Oberrohrdorf

Auf ihren Segeltouren trotzen diese Abenteurer Stürmen, Packeis – und Eisbären

Jeden Sommer segeln Esther und Andreas Höchli um die Inselgruppe Spitzbergen. Sie verraten, wieso ihre erste Überfahrt eine Reise ins Ungewisse war und weshalb sie immer ein Gewehr dabei haben. Ihre schönsten Fotos und Filme zeigen sie im Kino Sterk.

Als Esther und Andreas Höchli vor neun Jahren zum ersten Mal über die Barentsee von Norwegen nach Spitzbergen segelten, war es eine Reise ins Ungewisse: Sechs Tage segelten die Oberrohrdorfer im Nebel mithilfe des Radars, immer auf der Hut, dem Packeis auszuweichen. «Wir segelten schon zwei Tage entlang der Hauptinsel, ohne sie zu sehen», erzählt Esther Höchli. «Aber plötzlich lichtete sich der Nebel – das war atemberaubend.»

Ihre erste Reise sei mehr als ein Abenteuer gewesen, sagt die 62-Jährige. «Es war eine Expedition.» Die Vorbereitungszeit dauerte zwei Jahre, Informationen über Spitzbergen zu erhalten, war damals enorm schwierig.
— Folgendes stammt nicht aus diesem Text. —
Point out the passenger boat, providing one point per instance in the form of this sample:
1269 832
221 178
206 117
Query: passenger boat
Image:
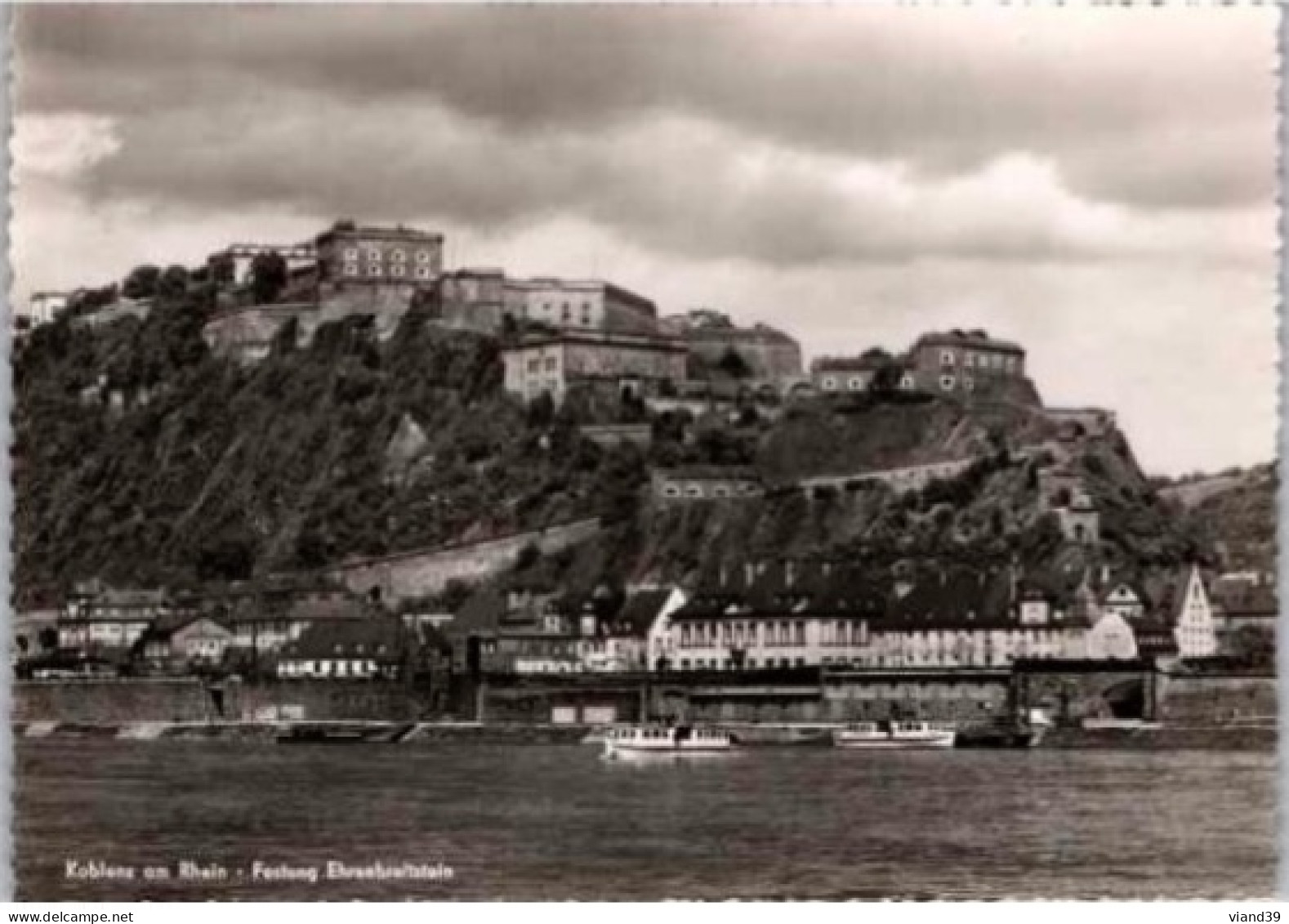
1006 734
675 740
894 734
998 736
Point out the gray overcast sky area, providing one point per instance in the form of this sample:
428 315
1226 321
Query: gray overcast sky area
1099 185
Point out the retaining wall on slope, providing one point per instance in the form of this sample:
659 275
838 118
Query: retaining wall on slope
415 574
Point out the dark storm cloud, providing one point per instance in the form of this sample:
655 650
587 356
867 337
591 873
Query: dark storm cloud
1113 100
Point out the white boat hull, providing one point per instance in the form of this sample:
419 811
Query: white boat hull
896 743
664 743
896 736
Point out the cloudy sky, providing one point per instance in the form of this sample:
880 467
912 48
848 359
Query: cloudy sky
1099 185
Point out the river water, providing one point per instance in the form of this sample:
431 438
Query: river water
555 823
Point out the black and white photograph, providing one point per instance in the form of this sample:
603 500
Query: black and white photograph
586 453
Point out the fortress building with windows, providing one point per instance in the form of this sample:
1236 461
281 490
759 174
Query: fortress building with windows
352 254
963 361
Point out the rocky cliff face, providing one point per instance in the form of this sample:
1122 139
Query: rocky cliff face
357 444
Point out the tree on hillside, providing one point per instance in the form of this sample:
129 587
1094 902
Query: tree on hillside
173 283
267 276
223 268
142 283
885 377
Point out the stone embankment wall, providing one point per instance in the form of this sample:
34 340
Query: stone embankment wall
115 703
415 574
1215 700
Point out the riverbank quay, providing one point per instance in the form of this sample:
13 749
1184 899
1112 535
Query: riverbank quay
1132 736
771 707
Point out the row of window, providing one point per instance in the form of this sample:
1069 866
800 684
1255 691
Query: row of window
566 308
856 383
855 633
328 667
374 254
996 361
551 365
696 491
870 661
396 271
949 383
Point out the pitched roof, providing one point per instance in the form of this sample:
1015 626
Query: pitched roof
956 598
967 338
641 609
379 638
1251 600
482 611
711 472
867 363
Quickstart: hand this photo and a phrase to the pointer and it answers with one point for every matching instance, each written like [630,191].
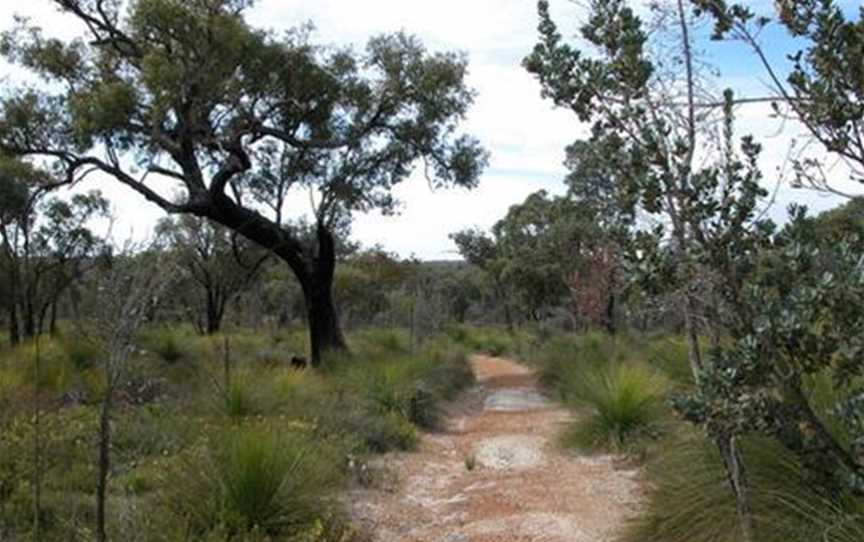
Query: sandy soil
[495,474]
Zudem mussten die Höchlis Seekarten auftreiben und unzählige Formulare ausfüllen, um die Bewilligung zur Überfahrt vom norwegischen Staat zu erhalten.

Sie brauchten ein Gewehr

«Wir mussten auch nachweisen, dass wir ein Gewehr an Bord haben», sagt Andreas Höchli (62). «Man darf ausserhalb der grösseren Orte nur mit geladenem Gewehr an Land gehen – wegen der Eisbären, die extrem gefährlich sind.» Das Gewehr hätten sie bis jetzt noch nie benützen müssen: «Wir sahen schon einige Eisbären, aber immer aus sicherer Distanz.»

Der Eisbär ist aber nicht die einzige Gefahr: Das Packeis, das zum Teil vom Nordpol bis nach Spitzbergen reicht, kann das Segelboot zermalmen oder gegen Land drücken. «Deshalb muss man die Eiskarte immer genau im Auge behalten», sagt der selbstständige Anwalt. Es kam auch schon vor, dass viel mehr Eis auf dem Meer trieb als vorhergesagt: «Als wir einmal um die nördlichste Spitze der Hauptinsel segelten, waren wir 28 Stunden in einem Eisfeld – bei dichtem Nebel.» Die Mitternachtssonne sei in solchen Fällen von grossem Vorteil, da man im Hellen segeln könne. Unter höchster Konzentration lotsten sie die Aluminiumjacht mit ihrem Sohn und einem Freund sicher durch das Eisfeld.

Das tückische Wetter

Eine weitere Herausforderung ist das Wetter: Es kann blitzartig umschlagen vom schönsten Wetter zu dichtem Nebel oder stürmischen Winden. «Wir mussten schon eine Woche in einer Bucht warten, bis wir weiter segeln konnten», sagt Esther Höchli. «Ein fixes Programm ist deshalb nicht möglich.» Hinzukommt, dass man völlig auf sich alleine gestellt ist, wenn man den Hauptort Longyearbyen auf Spitzbergen verlässt. «Man muss genug Medikamente, Vorrat und Ersatzmaterial dabei haben, um für alle Fälle gewappnet zu sein», sagt die Hausfrau. Und ihr Mann ergänzt: «Man muss so unterwegs sein, dass man sich in erster Linie selbst helfen kann.»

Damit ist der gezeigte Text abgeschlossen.